TaïK, laboratoire avant-gardiste évoluant au sein de l’Université d’Art and Design d’Helsinki, s’offre un écrin de choix à l’Ecole Nationale Supérieure des Beaux-Arts de Paris jusqu’au 11 mai 2008.

Les murs sont fraîchement repeints. Tout de blancs vêtus ils attendent leurs hôtes, des photographies et des vidéos d’artistes finlandais issus de la prestigieuse galerie TaïK. TaïK est une marque de fabrique mondialement (re)connue dans le monde de l’art et qui a grandi au sein de l’Université d’Art and Design d’Helsinki. Imaginée comme une galerie nomade par le fringuant Timothy Persons, homme de culture au sourire éclatant et par ailleurs Directeur du programme de photographie de l’Université, elle permet aux étudiants d’être présents dans les foires d’art contemporain.

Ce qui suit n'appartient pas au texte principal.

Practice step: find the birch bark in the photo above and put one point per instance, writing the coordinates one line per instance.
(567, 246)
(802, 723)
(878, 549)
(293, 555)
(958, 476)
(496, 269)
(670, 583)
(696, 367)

L’Ensba présente 15 de ces jeunes artistes : 11 photographes, 4 vidéastes. Moyenne d’âge ? Entre 25 et 30 ans, certains tout jeunes diplômés. Des artistes en devenirs certes, mais déjà présents dans des foires telles que Bâle, Berlin…
En arpentant à quatre jours du vernissage ce qui n’est que l’ébauche de l’exposition, un sentiment se fait prégnant. On pense à une phrase de Jean Baudrillard : « derrière la plupart des images, quelque chose disparaît, quelque chose d’unique ». C’est que, à peine entré, la pupille affolée, le regardeur contemporain cherche un sujet tangible auquel s’accrocher. Peine perdue. Cette dernière, saturée de signes, se fait immédiatement cueillir par les grands tirages picturaux de Mikko Sinervo et Ea Vasko qui l’invitent à se laisser happer corps et œil dans cette matière. Cette injonction est partagée par les 11 autres photographes. Ce qu’ils semblent tous nous dire c’est : « inversez donc votre regard et prenez ces photographies pour ce qu’elles sont : plus qu’une représentation du réel, des images ».
Il est vrai que dans cet espace rectangulaire, les sujets s’effacent. Les photos, en tant qu’objets, prennent leur place. Non sans une certaine angoisse parfois. Comme avec le travail de Susanna Majuri, où la présence de l’artiste dans une eau calme nous laisse dans une contemplation par trop apaisante pour ne pas être inquiétante. Nature impressionnante ramenant l’homme à sa condition d’être humain, riquiqui sur l’échelle du monde.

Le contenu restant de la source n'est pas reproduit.